Por: Willian Oliveira - CEO da TIS
Um dia desses, navegando pelo YouTube, encontrei um desenvolvedor a desdenhar aqueles que ele chamava de “programadores de markdown”. Na visão dele, esses profissionais, muitas vezes chamados de forma pejorativa de vibe coders, seriam menos competentes, menos técnicos e menos profissionais do que os “programadores de verdade”.
Quando ouvi aquilo, lembrei imediatamente das primeiras linguagens de alto nível. Antes delas, programador de verdade era quem escrevia Assembly. Era quem conhecia registadores, interrupções, pilha de memória e conseguia conversar directamente com a máquina.

Então vieram o Fortran, o Cobol, o Pascal, o C. E sabe o que aconteceu? Os programadores de Assembly disseram exactamente a mesma coisa que alguns dizem hoje sobre IA. Que as novas linguagens estavam a tornar as pessoas preguiçosas, que os novos desenvolvedores não entendiam como a máquina funcionava, que aquilo não era programação de verdade. Mas, a história seguiu o seu curso.
As linguagens de alto nível democratizaram o desenvolvimento de software, aumentaram a produtividade e permitiram criar sistemas muito mais complexos do que seria viável escrevendo tudo em Assembly. Os especialistas em Assembly continuaram a existir. Mas, ficaram restritos aos nichos onde aquela especialização ainda fazia sentido.
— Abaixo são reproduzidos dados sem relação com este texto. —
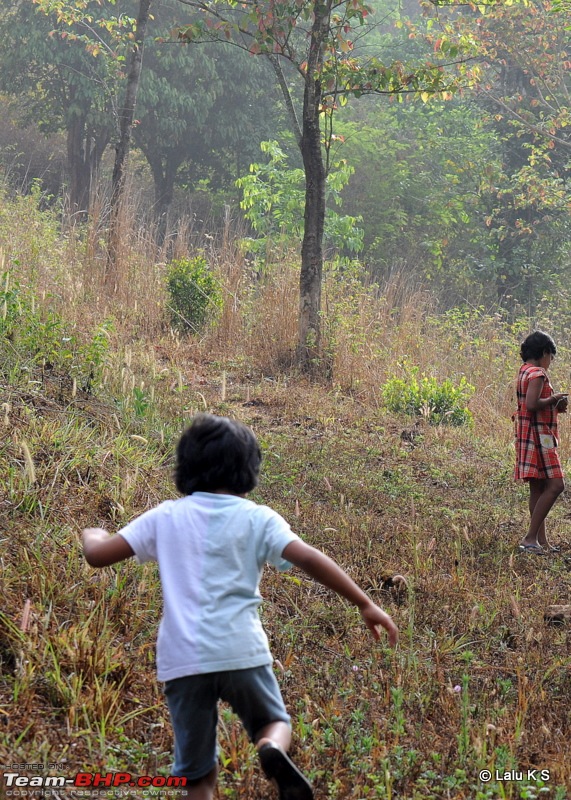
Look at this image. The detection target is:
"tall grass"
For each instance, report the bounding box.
[0,186,571,800]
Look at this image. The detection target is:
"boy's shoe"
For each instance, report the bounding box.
[258,742,313,800]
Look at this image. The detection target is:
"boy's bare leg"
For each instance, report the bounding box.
[256,720,291,753]
[522,478,565,547]
[256,721,313,800]
[178,766,218,800]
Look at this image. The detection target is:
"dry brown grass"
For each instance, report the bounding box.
[0,195,571,800]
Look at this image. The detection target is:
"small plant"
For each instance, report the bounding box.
[167,255,222,333]
[382,367,474,425]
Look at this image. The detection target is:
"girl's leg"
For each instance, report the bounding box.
[178,766,218,800]
[522,478,565,547]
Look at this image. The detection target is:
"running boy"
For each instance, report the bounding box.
[83,414,398,800]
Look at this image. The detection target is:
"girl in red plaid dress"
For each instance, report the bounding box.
[515,331,568,554]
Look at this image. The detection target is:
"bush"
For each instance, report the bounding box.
[167,256,222,333]
[382,368,474,425]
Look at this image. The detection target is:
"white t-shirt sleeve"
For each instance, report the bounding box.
[119,504,166,564]
[263,506,299,572]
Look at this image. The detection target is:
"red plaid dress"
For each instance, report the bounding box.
[514,364,563,481]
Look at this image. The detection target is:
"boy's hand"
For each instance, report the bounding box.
[82,528,135,567]
[360,603,399,647]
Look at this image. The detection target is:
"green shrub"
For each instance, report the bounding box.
[382,368,474,425]
[167,256,222,333]
[0,272,112,389]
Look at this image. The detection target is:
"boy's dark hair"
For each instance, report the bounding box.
[519,331,557,361]
[174,414,262,495]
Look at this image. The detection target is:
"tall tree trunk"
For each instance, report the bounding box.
[67,116,91,218]
[298,2,330,371]
[105,0,153,289]
[144,150,181,245]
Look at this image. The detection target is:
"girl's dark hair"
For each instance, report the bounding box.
[519,331,557,361]
[174,414,262,495]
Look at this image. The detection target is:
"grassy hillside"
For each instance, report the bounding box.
[0,191,571,800]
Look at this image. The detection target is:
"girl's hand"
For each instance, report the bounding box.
[359,603,399,647]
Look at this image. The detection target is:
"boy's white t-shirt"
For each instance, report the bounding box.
[119,492,299,681]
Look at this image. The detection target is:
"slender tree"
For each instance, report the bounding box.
[105,0,153,289]
[179,0,470,369]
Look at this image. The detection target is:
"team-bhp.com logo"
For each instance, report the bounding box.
[4,772,186,797]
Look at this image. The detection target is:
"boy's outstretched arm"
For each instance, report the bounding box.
[282,541,398,647]
[82,528,135,567]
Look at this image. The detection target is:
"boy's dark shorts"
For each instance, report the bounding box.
[164,665,290,780]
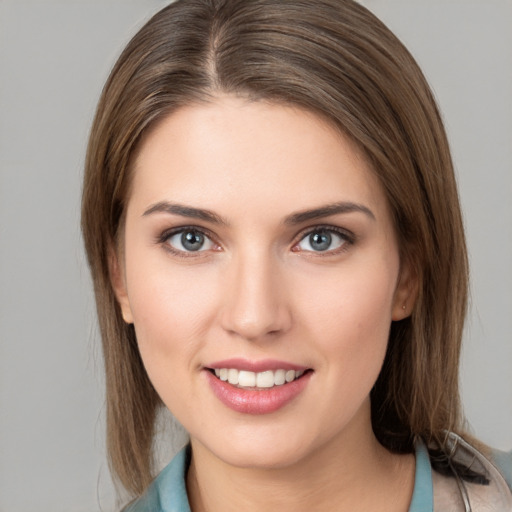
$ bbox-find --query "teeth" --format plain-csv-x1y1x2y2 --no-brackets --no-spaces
211,368,304,389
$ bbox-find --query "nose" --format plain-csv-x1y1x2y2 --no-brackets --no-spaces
221,254,292,341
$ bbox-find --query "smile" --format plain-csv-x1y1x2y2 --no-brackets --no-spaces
213,368,304,389
203,359,314,415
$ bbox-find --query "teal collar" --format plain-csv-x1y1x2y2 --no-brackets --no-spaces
124,442,433,512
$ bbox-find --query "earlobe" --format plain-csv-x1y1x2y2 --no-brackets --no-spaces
391,264,418,321
108,247,133,324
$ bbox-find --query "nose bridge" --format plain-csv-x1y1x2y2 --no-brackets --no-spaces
222,250,291,340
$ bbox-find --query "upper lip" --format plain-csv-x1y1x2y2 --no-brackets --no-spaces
205,358,308,373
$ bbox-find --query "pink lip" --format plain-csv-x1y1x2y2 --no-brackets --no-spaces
206,358,308,373
204,366,313,414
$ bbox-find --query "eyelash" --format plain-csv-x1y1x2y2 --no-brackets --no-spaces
292,225,356,257
156,226,219,258
156,225,356,258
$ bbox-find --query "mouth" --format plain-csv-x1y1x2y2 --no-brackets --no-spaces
207,368,312,391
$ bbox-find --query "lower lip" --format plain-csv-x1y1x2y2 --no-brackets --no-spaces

Hoje estamos a assistir ao mesmo filme. Só mudaram os personagens. Agora alguns desenvolvedores olham para quem usa IA para criar software e repetem exactamente os mesmos argumentos: “não sabem programar”, “não entendem a máquina”, “não são desenvolvedores de verdade.”
Mas, talvez estejam a observar a mudança pela lente errada. Porque, o que está a acontecer não é o desaparecimento da programação, é mais uma camada de abstração a ser criada. Primeiro programávamos a máquina, depois programávamos linguagens, agora estamos a aprender a programar intenções.
Vale fazer uma distinção honesta aqui. Há uma diferença real entre o salto do Assembly para o C e o que a IA faz: o compilador é determinístico. Produz sempre a mesma saída, é auditável, é confiável. A IA é probabilística, pode gerar código errado com aparência de certo.
Mas, isso não enfraquece o argumento, reforça-o. Se a máquina pode acertar ou errar, entender o problema importa mais, não menos. E é por isso que usar IA para programar não é a mesma coisa que abdicar de pensar. A abstração é legítima, deixar de entender o que se está a construir é que nunca foi, em nenhuma época.
No final, o cliente não compra a ferramenta, não compra Assembly, não compra C, não compra Python, não compra prompts. Ele compra resultados.
Se um problema pode ser resolvido de forma mais rápida, mais barata e mais eficiente, a nova tecnologia inevitavelmente encontrará o seu espaço. Isso não significa que o conhecimento técnico deixou de ser importante, significa apenas que a vantagem competitiva está a migrar: menos tempo a digitar sintaxe, mais tempo a entender problemas, menos tempo a escrever código, mais tempo a desenhar soluções.
A história da tecnologia mostra uma constante:
Toda abstração é ridicularizada antes de ser adoptada e depois que é adoptada, passa a ser considerada óbvia. O futuro não pede licença, ele apenas chega e a única pergunta que resta é: pretendes liderar essa mudança ou reclamar dela?